Teach technique, or teaching technique?


As always - I love a 'clever' blog title. Unfortunately with this one I think the cleverness completely obscures the meaning. What I mean is, what is more important, knowing the technique to teach an athlete, or having good teaching technique (and ability)?

I've been in many situations where coaches have been very interested by technical information. When I say very interested, to me it seems borderline obsessive. On various posts and blogs featuring sport coaching questions, it seems the most passionate, and controversial topics, are on the minutiae of technique.

It worries me that many think the answer to success in sport is knowing the perfect technique, rather than how you teach that technique.

The following is a conversation with a group of coaching friends on this topic, names changed to protect the opinions. The question I sent was:

What's more important, knowing the right technique, or knowing the right way to teach? 

LAURA

Hi. Both. It has to be both if you're good at what you do. It's a great thought for I have met both types of coaches. Someone who knows the right technique but can’t teach it is not very effective. Someone who can teach but doesn’t know what to teach is also not very effective.

ME

No Laura. You can't have both. Hear that Malcolm. You too! You have to pick. That's the point.

LAURA

Ok I will choose one: Knowing the right technique is good for me.

BILL

I'd be happy with one or the other. Plenty of teachers are bad at both. DO you really know "the right way to teach" if you don't "know the right technique"?

MALCOLM

My short answer is: the right way to teach.

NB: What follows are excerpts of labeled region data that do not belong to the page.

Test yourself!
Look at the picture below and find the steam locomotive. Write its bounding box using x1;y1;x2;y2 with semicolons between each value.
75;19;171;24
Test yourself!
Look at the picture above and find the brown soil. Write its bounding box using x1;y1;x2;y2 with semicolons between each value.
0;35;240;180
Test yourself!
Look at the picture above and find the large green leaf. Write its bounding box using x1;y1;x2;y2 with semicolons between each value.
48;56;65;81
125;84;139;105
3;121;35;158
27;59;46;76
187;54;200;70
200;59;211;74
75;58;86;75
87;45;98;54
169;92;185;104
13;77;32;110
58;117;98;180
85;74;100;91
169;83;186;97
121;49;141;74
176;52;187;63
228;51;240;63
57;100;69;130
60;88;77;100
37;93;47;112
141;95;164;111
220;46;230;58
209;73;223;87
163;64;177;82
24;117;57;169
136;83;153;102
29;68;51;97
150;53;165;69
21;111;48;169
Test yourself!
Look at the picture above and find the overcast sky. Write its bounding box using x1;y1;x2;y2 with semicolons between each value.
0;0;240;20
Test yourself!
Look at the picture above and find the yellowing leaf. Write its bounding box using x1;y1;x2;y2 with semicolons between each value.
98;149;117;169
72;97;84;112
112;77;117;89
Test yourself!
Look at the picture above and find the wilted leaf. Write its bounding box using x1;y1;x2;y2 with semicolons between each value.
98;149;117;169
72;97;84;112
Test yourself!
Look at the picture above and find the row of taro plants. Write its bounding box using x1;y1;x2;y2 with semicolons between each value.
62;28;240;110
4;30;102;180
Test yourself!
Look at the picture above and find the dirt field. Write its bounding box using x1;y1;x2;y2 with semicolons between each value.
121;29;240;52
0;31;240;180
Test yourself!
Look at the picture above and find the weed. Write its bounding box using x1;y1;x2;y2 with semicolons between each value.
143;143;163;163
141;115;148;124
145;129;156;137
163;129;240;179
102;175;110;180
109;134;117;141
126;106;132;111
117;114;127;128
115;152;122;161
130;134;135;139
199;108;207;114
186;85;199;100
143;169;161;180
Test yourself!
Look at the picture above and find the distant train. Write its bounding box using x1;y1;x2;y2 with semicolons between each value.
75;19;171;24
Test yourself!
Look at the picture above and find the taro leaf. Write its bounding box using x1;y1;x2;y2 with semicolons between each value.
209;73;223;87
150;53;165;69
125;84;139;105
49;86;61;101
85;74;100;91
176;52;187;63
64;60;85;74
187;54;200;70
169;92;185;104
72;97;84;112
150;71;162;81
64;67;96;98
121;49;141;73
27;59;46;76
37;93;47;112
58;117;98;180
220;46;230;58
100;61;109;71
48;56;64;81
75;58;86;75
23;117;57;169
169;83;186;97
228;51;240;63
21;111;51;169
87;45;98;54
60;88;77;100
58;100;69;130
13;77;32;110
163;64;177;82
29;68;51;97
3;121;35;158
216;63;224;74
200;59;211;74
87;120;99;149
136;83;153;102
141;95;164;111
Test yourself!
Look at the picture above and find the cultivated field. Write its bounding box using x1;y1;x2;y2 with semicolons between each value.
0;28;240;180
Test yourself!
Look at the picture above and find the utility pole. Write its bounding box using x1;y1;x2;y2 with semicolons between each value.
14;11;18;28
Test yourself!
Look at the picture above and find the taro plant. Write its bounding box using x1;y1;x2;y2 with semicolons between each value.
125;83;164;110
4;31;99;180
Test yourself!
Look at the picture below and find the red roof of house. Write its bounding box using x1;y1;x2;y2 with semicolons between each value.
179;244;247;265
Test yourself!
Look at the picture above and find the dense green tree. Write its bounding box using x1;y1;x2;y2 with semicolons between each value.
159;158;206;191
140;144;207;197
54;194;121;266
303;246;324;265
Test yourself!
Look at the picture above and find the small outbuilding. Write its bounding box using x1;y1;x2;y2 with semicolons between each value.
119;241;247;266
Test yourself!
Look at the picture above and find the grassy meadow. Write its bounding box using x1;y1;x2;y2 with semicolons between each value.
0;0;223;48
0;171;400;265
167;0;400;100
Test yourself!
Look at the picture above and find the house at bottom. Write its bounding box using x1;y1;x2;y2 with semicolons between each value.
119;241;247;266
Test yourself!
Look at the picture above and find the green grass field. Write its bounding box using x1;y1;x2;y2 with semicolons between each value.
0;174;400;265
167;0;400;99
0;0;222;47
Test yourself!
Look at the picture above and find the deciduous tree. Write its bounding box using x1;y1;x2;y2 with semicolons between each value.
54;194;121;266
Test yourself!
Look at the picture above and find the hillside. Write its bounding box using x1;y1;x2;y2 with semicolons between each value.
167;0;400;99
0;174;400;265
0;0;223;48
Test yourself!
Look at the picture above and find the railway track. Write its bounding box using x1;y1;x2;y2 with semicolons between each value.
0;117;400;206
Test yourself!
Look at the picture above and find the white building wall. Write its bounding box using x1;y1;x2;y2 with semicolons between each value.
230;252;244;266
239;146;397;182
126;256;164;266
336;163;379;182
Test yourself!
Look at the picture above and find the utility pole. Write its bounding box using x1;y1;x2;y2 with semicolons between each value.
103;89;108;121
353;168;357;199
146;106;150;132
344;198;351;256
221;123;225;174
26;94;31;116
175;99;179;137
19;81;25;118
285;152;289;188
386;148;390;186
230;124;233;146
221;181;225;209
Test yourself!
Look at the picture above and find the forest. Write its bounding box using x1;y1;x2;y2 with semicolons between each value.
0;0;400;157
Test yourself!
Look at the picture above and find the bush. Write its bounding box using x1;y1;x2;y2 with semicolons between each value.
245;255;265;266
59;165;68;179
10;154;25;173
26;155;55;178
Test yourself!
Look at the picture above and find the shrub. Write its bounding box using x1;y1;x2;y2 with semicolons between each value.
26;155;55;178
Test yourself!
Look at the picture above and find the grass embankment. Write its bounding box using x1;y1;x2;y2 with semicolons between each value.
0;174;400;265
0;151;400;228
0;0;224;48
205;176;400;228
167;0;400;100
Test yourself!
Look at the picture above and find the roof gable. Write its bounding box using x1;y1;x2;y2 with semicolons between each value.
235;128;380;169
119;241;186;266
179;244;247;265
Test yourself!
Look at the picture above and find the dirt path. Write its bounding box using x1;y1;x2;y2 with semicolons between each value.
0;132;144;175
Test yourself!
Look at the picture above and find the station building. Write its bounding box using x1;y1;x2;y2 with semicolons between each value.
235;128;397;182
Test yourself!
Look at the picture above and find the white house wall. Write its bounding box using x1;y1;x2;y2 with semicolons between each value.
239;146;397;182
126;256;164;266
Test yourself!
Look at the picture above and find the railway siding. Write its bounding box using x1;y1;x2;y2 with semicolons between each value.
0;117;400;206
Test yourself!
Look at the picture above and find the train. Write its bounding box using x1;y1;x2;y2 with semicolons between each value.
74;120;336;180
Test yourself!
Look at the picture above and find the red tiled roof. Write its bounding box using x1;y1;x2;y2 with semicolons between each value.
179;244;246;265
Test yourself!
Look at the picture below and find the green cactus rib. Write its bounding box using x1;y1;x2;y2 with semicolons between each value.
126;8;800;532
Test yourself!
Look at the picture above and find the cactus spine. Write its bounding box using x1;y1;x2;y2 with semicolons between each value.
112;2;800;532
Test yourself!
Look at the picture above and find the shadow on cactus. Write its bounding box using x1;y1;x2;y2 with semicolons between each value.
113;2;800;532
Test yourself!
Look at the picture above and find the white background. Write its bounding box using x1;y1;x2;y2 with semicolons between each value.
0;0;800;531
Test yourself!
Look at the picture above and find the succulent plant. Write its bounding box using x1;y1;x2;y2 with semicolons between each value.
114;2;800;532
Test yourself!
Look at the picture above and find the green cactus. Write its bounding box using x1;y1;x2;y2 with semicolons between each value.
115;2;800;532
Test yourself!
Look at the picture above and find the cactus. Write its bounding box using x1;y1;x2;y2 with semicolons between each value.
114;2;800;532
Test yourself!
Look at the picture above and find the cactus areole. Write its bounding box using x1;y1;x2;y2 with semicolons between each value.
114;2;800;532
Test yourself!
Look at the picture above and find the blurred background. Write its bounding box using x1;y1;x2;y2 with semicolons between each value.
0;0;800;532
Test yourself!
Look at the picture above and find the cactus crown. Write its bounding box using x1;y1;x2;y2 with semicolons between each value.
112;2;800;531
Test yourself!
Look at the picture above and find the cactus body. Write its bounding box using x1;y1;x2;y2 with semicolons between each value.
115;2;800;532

My longer answer is... when you say: knowing the right technique, or the right way to teach? "t doesn't make much sense without more information. In the abstract it's a bit meaningless. So if we assumed that Person A knows the right technique and is a moderately good teacher and Person B is a great teacher with moderately good understanding of technique then my answer is as above. This is a likely real world scenario. Having knowledge about something without being able to apply it makes you an academic. Having less knowledge but being able to deploy it wins out for me every time. If you said that Person A knows the right technique but has zero ability to teach it and Person B has zero knowledge of technique but perfect ability to teach it, then neither person has any use.

Thinking about it more:

  1. Ideally you want people with both. In reality we have a lot of people with neither. If I had to choose one OR the other
  2. If I'm thinking grassroots and getting people who want an enjoyable experience and play - I'd want coaches that "know the right way to teach"
  3. For people at a better level, I'd want coaches that know the right technique - the players will have to be good learners anyway to succeed.

MATTHEW

The traditional (and correct) answer is that your limit as a coach is what you can communicate and teach.

NICOLE

Great teacher wins every time. You'll work out the great technique together with your athlete.

ME

Thanks for that - I was hoping for answer like that (ie: right answers, not wrong ones).

As Malcolm pointed out, its a simplistic and meaningless question in itself. But that's the sort of questions I like to boil things down to. I know its not an either/or, but they are two extremes.

Laura's point is great - and it's what happens at some successful programs, where there are people who are good at teaching but don't really know what they should be teaching. In the end they get quite good at what they are taught. The opposite is, for me, coaches who are obsessed with the minutiae of technique but never worry about how to teach it. Or, they think that the answer is working out what the perfect technique is, and that knowledge will make athletes great.

My feeling is that if coaches who focussed only on what the perfect footwork for a skill was, spent more time working out how best to teach skills in general, players would be better. And, of course, coaches who don't have technical knowledge but are good at teaching.....I wish they would want more technical knowledge.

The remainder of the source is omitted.